When India Sleeps: A Journey Through the Secret Lives of Its Night-Dwelling Wildlife

7 November 2025

India’s nights reveal a hidden world where elusive creatures like pangolins and civets roam. It is time for us to uncover their secret lives under the cover of darkness.

1. Pangolin

Indian pangolins live in the Western Ghats, Odisha’s hills, and central India’s dry forests. They are rare mammals covered in protective scales.

Nocturnal by nature, pangolins use long and sticky tongues to feast on ants and termites. When threatened, they curl into a tight, scaly ball for defence.

2. Civet

Common palm civets roam the forests of the Western Ghats, Northeast India, and Himalayan foothills, often near plantations and villages.

Solitary and nocturnal, civets hunt small mammals, insects, and fruit. Their stealthy movements and keen senses make them masters of the night.

3. Flying fox

Flying foxes inhabit mangroves of Sundarbans, coastal areas, and urban parks in cities like Mumbai and Bangalore, roosting in noisy colonies.

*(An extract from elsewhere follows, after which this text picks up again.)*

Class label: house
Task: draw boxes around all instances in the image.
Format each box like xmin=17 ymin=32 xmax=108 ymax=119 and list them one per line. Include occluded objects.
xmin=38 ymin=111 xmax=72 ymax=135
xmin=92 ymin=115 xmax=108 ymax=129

As night falls, flying foxes take flight, pollinating flowers and spreading seeds, important to maintaining India’s lush and diverse forests.

4. Owls

Owls are found throughout India, from Assam’s dense forests to Punjab’s farmlands, known for their distinctive calls in the dark.

With sharp eyes and silent wings, owls hunt rodents and insects, silently balancing the ecosystem under the moonlight.

5. Slender Loris

Found in the forests of Tamil Nadu and Karnataka, the slender loris is a tiny primate with large eyes, moving slowly through the treetops by night.

Silent and secretive, it hunts insects, licks nectar, and climbs with eerie grace, a furtive spirit of the night, rarely seen but always watching.